Stalin’s role in saving the city is contested. First after his death, and again after the Soviet Union fell apart, critics have raised doubts about Stalin’s military acumen in view of the heavy losses.93 But at the time, some admired Stalin for his brutal approach. Writing in 1919, an officer in the White Army who had infiltrated the Red Army as a spy during the siege of Tsaritsyn stressed the effectiveness of Stalin’s ruthless measures. He cites one example where Stalin, convinced that the city’s bourgeoisie harbored counterrevolutionary sentiments, had several dozen officers and civilians placed on a barge, which he threatened to blow up if city residents did not side with the Red Army. The officer also attested to Stalin’s great skills as an agitator:

He would often say in his arguments about military skill: “It’s fine if everyone is talking about the need for military skill, but if the most talented general in the world does not have a conscientious soldier educated by the right kind of agitation, believe me, he won’t be able to do anything with a bunch of motivated revolutionaries, however few in number.” And Stalin, in accordance with his conviction, spared no means on propaganda, on the publication and distribution of newspapers, on dispatching agitators.94

Thanks to Stalin, the White spy continued sadly, the city bore the name “Red Tsaritsyn.” The officer also explained the many casualties on the Soviet side: they had resulted from his successful disinformation.

By the end of the Civil War, Tsaritsyn had been besieged multiple times, yet in Soviet memory the defense of the city was associated with Stalin even before it was renamed in 1925. In the 1930s the Stalingrad cult began to bloom.

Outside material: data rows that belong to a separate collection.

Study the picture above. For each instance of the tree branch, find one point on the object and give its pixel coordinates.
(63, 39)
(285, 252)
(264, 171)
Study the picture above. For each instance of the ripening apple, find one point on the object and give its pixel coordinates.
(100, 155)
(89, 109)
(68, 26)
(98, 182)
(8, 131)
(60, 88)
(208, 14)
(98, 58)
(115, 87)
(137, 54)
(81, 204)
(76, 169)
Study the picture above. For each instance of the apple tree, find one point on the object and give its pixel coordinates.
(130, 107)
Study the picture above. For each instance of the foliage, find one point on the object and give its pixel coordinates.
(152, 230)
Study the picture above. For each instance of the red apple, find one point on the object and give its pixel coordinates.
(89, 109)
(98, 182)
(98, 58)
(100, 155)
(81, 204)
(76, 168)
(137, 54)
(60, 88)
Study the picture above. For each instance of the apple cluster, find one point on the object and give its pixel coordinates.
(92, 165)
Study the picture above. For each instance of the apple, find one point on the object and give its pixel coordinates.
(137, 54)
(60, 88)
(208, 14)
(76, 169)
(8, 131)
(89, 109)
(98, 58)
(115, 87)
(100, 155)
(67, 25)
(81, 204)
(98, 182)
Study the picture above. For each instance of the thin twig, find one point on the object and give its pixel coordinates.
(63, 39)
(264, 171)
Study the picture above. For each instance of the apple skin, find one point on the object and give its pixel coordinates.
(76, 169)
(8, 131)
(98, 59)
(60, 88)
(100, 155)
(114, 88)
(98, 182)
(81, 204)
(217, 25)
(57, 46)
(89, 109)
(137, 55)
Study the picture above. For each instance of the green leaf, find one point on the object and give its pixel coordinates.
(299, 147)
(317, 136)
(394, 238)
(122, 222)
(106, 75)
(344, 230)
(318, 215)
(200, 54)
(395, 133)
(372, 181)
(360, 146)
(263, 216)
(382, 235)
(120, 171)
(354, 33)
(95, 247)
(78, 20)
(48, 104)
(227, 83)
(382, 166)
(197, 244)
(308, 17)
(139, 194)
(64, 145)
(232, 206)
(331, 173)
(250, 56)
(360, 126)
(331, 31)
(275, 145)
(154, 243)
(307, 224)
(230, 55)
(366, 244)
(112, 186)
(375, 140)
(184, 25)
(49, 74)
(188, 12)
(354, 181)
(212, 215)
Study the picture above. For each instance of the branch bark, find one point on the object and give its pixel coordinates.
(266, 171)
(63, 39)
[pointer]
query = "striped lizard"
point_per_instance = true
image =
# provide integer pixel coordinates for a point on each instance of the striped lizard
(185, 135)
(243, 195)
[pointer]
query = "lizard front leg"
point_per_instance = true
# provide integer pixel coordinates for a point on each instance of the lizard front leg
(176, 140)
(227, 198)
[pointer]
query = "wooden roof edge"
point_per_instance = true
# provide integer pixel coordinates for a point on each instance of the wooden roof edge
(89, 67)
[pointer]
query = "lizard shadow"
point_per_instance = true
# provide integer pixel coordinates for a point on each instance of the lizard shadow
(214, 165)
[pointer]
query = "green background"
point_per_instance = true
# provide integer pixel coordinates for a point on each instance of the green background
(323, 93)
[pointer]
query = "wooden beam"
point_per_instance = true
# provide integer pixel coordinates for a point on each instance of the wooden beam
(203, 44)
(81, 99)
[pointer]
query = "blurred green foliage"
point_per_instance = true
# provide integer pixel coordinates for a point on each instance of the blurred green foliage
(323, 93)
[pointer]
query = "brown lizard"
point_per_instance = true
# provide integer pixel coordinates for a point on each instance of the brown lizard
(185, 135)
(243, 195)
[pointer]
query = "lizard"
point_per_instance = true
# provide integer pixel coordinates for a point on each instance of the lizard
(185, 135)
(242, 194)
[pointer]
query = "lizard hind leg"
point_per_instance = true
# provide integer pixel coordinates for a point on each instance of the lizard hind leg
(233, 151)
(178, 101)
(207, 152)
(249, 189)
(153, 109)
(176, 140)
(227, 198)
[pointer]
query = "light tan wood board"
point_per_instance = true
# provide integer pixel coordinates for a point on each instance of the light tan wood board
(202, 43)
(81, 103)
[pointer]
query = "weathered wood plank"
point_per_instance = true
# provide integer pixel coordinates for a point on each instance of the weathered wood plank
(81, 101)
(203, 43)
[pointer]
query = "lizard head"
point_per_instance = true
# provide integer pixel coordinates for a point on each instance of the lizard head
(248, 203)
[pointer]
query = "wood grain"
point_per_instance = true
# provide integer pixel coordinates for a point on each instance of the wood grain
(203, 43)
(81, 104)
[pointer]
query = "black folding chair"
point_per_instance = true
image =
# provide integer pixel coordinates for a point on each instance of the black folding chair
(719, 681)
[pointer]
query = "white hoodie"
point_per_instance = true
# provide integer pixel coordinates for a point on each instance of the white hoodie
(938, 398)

After the success of Chapayev, the Vasiliev brothers began work on a movie about the defense of Tsaritsyn. The filming encountered delays, and the first part was not released in theaters until April 1942.95 The film follows the same template as Chapayev, with Voroshilov behind a Maxim gun, single-handedly fending off an attack designed to intimidate the Reds. But here it was not the Whites but the Germans (equipped anachronistically with Wehrmacht helmets) on the opposing side. The tsarist general serving under the Bolsheviks wants to give up Tsaritsyn, but Stalin resists. “In order to be victorious, one has to fight.” The film culminates with Stalin delivering an address to the workers of Tsaritsyn: “An honest death is better than mean, slavish life. [ . . . ] Onward for the motherland!”

The striking parallels between the Defense of Tsaritsyn and the defense of Stalingrad may be coincidental, but they also suggest that the Civil War era and its legends acted as a template for World War II. As in the battle of Tsaritsyn, Stalin prohibited the evacuation of his namesake city, declared a state of siege, and demanded self-sacrifice from residents. Civil War veterans gave rousing speeches in the city and on the front, and one of the City Defense Committee’s first appeals to city residents after the German assault began with the following call to arms:

Like 24 years ago, our city is again experiencing hard times. [ . . . ] In the momentous 1918 our fathers held Red Tsaritsyn against the onslaught of the gangs of German hirelings. And we ourselves shall hold Red Stalingrad in 1942. We shall hold it so that then we may drive back and destroy the bloodthirsty gang of German occupiers [ . . . ] Everybody to the construction of barricades! Everybody capable of bearing arms to the barricades, to the defense of the native city, the native home!96

On November 6, 1942, one day before the public holiday commemorating the October Revolution, Soviet newspapers printed an open letter to Stalin signed by commanders and soldiers from the 62nd Army. The signatories swore to Stalin and their “fathers, the gray-haired defenders of Tsaritsyn,” that they would defend Stalingrad “till the last drop of blood, till the last breath.”97 The Moscow historians who visited Stalingrad in December 1942 were not immune to the spell of the Civil War. Several were recognized specialists in the field; one had published a documentary history on the defense of Tsaritsyn several months earlier.98 In the historical memory of many Soviet participants to the battle, the Civil War figured very prominently, shrouded in a mystique of heroic magnitude and revolutionary zeal.